Because you need to get Robert W. Jenson's old work.
Admittedly, you need to read his new work, too. As well as the recent stuff. And the older mid-80s material when he experimented with nu-wave pop.
That actually didn't happen.
There's lots of old gems. Not all of them are available through reprint publishers.
One of the best is The Knowledge of Things Hoped For: The Sense of Theological Discourse. Published by Oxford University Press in 1969, this book is out of print! From my correspondence with Wipf & Stock, Oxford will not permit reprinting so you'll have to find it in libraries or used.
The joy of this book is Jenson's engagement with still-important concerns: semiotics with Origen, analogy with Thomas, ordinary-language issues with the analytical types, and narrative/hermeneutics with the Bultmann folk and history with Pannenberg and Moltmann.

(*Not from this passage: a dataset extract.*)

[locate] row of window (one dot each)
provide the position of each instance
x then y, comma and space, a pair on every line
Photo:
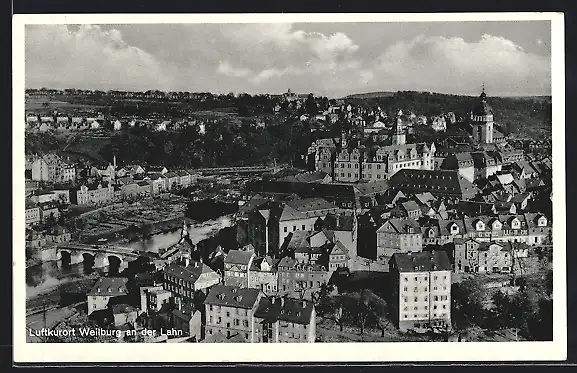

All of this stuff is in the background in the systematic theology. He references it a few times and is really the lengthy discussion of history and hermeneutics that many would have liked to see in the first volume. Not that it would answer all the questions they would lodge against Jenson.
Even though the books he wrote before this one on Karl Barth (Alpha & Omega) and after it on Karl Barth (God After God) are obviously Barth-driven, this one is incredibly less so. Rudolf Bultmann is the main instigator here -- and it is mainly about hermeneutics and history.
This is hardly a review or an engagement with his work. There is much I would argue with but since I read it so early in my theological formation I imagine my arguments with it stem from the book itself.